Our Nagios monitoring system monitors the status of Cloudmin managed servers/VMs, and reports if any are not in Webmin, SSH or Alive status, and this is what our Nagios log looks like for the past few hours:
August 17, 2020 11:00
Service Warning[2020-08-17 11:35:18] SERVICE ALERT: cloudmin.anu.net;CLOUDMIN-DOWN;WARNING;HARD;2;WARNING - redacted-hostname.localdomain (Webmin Down)
Service Warning[2020-08-17 11:25:12] SERVICE ALERT: cloudmin.anu.net;CLOUDMIN-DOWN;WARNING;SOFT;1;WARNING - redacted-hostname.localdomain (Webmin Down)
Service Ok[2020-08-17 11:05:06] SERVICE ALERT: cloudmin.anu.net;CLOUDMIN-DOWN;OK;SOFT;2;OK - No systems down
August 17, 2020 10:00
Service Warning[2020-08-17 10:54:59] SERVICE ALERT: cloudmin.anu.net;CLOUDMIN-DOWN;WARNING;SOFT;1;WARNING - redacted-hostname.localdomain (Webmin Down)
Service Ok[2020-08-17 10:44:53] SERVICE ALERT: cloudmin.anu.net;CLOUDMIN-DOWN;OK;HARD;2;OK - No systems down
Service Warning[2020-08-17 10:34:47] SERVICE ALERT: cloudmin.anu.net;CLOUDMIN-DOWN;WARNING;HARD;2;WARNING - redacted-hostname.localdomain (Webmin Down)
Service Warning[2020-08-17 10:24:41] SERVICE ALERT: cloudmin.anu.net;CLOUDMIN-DOWN;WARNING;SOFT;1;WARNING - redacted-hostname.localdomain (Webmin Down)
Service Ok[2020-08-17 10:14:35] SERVICE ALERT: cloudmin.anu.net;CLOUDMIN-DOWN;OK;HARD;2;OK - No systems down
Service Warning[2020-08-17 10:04:29] SERVICE ALERT: cloudmin.anu.net;CLOUDMIN-DOWN;WARNING;HARD;2;WARNING - redacted-hostname.localdomain (Webmin Down)
And this is from Cloudmin's Status change history:
17/Aug/2020 13:15 Webmin Webmin down Monitoring
17/Aug/2020 13:00 Webmin down Webmin Monitoring
17/Aug/2020 12:25 Webmin Webmin down Monitoring
17/Aug/2020 12:20 Webmin down Webmin Monitoring
17/Aug/2020 12:15 Webmin Webmin down Monitoring
17/Aug/2020 12:10 Webmin down Webmin Monitoring
17/Aug/2020 12:05 Webmin Webmin down Monitoring
17/Aug/2020 12:00 Webmin down Webmin Monitoring
17/Aug/2020 11:45 Webmin Webmin down Monitoring
17/Aug/2020 11:40 Webmin down Webmin Monitoring
This is happening almost 24-7.
Submitted by JamieCameron on Sat, 08/22/2020 - 14:29 Comment #3
How loaded is the remote Webmin system when this happens? We got another report recently of a user seeing very high system load when Cloudmin was doing a status check.

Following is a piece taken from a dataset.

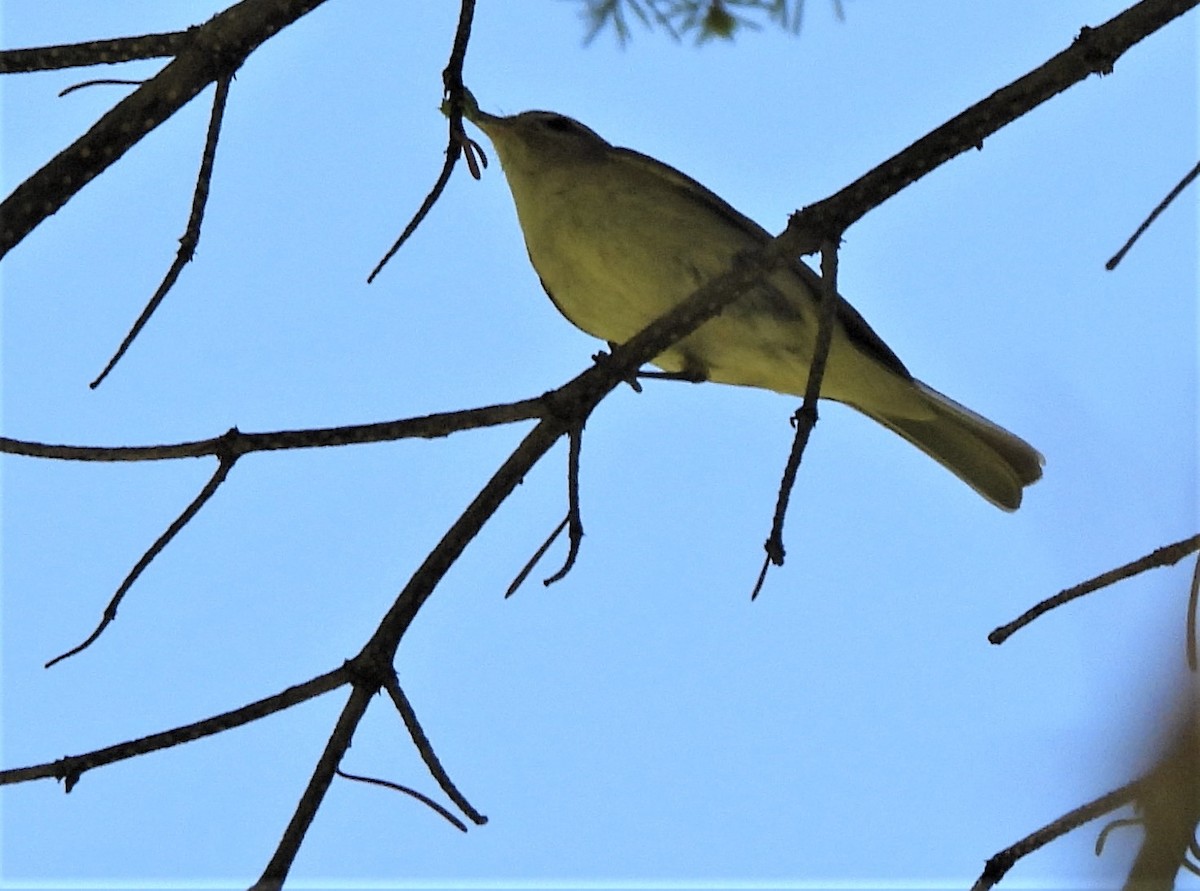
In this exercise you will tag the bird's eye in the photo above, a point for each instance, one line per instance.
(559, 124)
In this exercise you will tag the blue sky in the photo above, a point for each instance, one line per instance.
(641, 721)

Submitted by chriswik on Mon, 08/24/2020 - 06:32 Pro Licensee Comment #4
Load avg is consistently < 1
We also bumped RAM on Xen dom0 from 1GB to 2GB recently to see if that made any difference, even though we weren't seeing any out of memory errors logged. It hasn't helped.

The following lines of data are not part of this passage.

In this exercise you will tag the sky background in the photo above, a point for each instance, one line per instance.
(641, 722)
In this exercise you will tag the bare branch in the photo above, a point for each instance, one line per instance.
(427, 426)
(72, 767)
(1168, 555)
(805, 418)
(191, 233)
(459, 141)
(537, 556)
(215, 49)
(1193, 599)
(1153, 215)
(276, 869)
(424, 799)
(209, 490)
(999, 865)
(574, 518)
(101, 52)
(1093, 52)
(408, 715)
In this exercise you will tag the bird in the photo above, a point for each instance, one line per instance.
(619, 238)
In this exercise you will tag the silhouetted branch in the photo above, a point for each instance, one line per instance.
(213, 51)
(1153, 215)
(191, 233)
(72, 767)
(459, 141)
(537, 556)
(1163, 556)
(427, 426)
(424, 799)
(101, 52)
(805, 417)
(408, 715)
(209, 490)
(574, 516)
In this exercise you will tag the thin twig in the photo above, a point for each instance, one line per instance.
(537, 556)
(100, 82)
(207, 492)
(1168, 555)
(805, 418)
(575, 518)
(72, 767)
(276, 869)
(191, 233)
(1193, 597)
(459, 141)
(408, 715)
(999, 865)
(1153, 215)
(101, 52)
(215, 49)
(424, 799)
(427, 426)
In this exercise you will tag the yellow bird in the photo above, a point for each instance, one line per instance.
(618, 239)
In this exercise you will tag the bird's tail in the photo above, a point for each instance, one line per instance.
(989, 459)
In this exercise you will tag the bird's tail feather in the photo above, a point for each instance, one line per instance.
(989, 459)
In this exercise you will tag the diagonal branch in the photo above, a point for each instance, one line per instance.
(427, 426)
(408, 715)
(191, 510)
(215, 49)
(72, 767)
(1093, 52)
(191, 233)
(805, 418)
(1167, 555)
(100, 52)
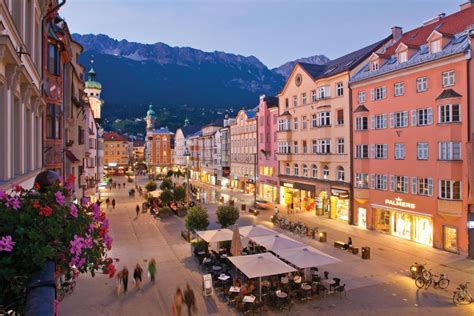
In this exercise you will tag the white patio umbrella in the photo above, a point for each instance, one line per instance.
(256, 230)
(276, 242)
(216, 235)
(260, 265)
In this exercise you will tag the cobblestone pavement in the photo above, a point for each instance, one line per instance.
(379, 286)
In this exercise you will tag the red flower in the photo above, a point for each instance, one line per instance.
(46, 211)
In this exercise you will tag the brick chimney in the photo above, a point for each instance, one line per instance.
(466, 5)
(397, 33)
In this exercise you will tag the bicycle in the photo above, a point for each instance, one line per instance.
(442, 282)
(462, 294)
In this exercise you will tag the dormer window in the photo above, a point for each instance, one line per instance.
(402, 57)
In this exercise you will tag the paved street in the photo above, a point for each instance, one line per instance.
(377, 286)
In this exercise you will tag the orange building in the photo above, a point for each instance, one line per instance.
(412, 135)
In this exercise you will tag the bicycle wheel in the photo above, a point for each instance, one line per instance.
(443, 283)
(420, 282)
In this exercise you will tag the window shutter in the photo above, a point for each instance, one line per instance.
(414, 185)
(413, 117)
(430, 116)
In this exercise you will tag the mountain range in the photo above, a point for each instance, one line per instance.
(135, 74)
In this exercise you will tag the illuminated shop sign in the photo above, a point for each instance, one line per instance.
(400, 202)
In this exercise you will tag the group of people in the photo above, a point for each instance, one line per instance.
(186, 296)
(122, 277)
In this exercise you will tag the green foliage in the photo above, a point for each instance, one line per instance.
(151, 186)
(227, 215)
(167, 184)
(197, 218)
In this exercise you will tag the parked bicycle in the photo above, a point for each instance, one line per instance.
(462, 295)
(442, 282)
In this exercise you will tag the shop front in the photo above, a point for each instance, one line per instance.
(401, 223)
(298, 196)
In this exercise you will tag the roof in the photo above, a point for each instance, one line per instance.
(448, 93)
(341, 64)
(114, 136)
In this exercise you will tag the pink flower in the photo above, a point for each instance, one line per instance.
(60, 199)
(6, 243)
(73, 209)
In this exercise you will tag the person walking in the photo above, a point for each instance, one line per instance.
(190, 299)
(178, 302)
(137, 276)
(125, 279)
(152, 269)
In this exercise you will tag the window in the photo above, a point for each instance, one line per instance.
(340, 117)
(379, 182)
(314, 171)
(422, 84)
(449, 189)
(339, 89)
(399, 89)
(402, 57)
(362, 151)
(422, 117)
(314, 96)
(340, 145)
(324, 118)
(305, 170)
(379, 151)
(448, 78)
(340, 173)
(399, 184)
(324, 146)
(362, 180)
(399, 119)
(53, 122)
(449, 151)
(304, 122)
(422, 186)
(435, 46)
(399, 151)
(362, 123)
(361, 97)
(325, 172)
(303, 98)
(379, 93)
(422, 151)
(449, 113)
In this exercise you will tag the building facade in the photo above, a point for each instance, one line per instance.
(243, 136)
(313, 136)
(413, 135)
(21, 102)
(268, 182)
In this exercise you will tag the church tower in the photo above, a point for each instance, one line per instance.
(93, 90)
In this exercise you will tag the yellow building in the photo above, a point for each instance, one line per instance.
(117, 153)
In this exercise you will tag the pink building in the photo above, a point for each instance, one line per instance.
(267, 180)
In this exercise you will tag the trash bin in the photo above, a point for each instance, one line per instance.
(366, 253)
(323, 236)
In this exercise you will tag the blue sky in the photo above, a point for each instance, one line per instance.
(274, 31)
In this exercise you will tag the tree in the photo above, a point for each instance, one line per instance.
(166, 197)
(197, 218)
(151, 186)
(167, 184)
(179, 194)
(227, 215)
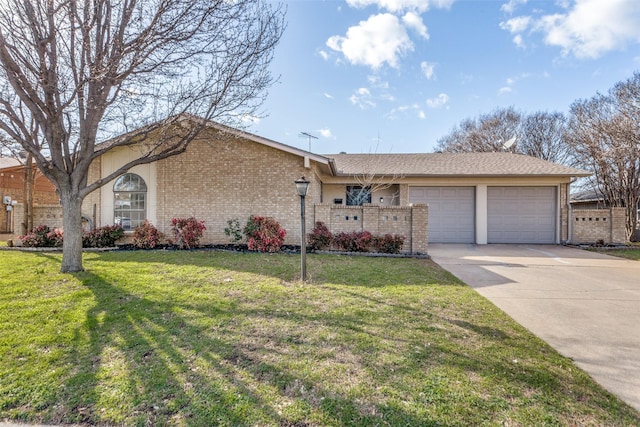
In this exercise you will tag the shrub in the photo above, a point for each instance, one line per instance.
(42, 237)
(187, 232)
(355, 241)
(102, 237)
(320, 237)
(388, 244)
(233, 230)
(146, 236)
(264, 234)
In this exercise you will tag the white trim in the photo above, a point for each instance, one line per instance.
(482, 216)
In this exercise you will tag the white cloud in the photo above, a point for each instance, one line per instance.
(585, 28)
(518, 24)
(414, 21)
(518, 41)
(439, 101)
(362, 98)
(379, 40)
(326, 133)
(511, 5)
(405, 110)
(428, 70)
(397, 6)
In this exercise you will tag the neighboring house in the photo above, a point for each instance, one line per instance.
(592, 199)
(586, 200)
(12, 180)
(229, 174)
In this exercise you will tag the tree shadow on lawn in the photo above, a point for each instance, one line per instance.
(147, 358)
(339, 269)
(143, 361)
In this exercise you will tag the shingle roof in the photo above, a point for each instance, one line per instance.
(447, 164)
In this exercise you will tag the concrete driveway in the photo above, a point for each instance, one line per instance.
(585, 305)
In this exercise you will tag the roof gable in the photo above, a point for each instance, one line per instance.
(450, 164)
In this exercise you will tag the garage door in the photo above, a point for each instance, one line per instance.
(451, 212)
(521, 214)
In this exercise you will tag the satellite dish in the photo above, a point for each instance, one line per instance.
(509, 143)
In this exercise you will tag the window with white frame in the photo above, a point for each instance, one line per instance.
(130, 201)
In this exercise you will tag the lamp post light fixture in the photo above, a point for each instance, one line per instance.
(302, 185)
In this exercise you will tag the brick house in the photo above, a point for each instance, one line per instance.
(12, 187)
(227, 174)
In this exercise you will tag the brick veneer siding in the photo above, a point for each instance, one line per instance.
(216, 180)
(593, 225)
(93, 198)
(408, 221)
(50, 215)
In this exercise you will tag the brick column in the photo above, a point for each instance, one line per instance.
(618, 225)
(419, 228)
(370, 218)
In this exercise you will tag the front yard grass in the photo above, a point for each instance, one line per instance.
(215, 338)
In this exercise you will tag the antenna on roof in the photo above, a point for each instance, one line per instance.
(308, 135)
(509, 144)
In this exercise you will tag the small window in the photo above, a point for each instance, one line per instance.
(358, 195)
(130, 201)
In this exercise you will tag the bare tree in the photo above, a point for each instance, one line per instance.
(74, 73)
(488, 132)
(14, 150)
(604, 131)
(539, 134)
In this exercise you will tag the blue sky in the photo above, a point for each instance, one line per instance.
(393, 76)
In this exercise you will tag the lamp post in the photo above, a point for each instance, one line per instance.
(302, 185)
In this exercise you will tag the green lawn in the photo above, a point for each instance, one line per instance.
(211, 338)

It's a very new server with NVMe SSD, fast CPUs and light load. We can safely rule out network issues as lots of other servers on the same network are working just fine. We're also not experiencing the same issue with Webmin running on Xen VMs on this server, so that rules out an issue with the NICs on the server.
Submitted by JamieCameron on Sat, 08/29/2020 - 19:06 Comment #5
Would it be possible to do a packet capture (with tcpdump) when this happens? I'd be interested to see what connections were being made, or at least attempted.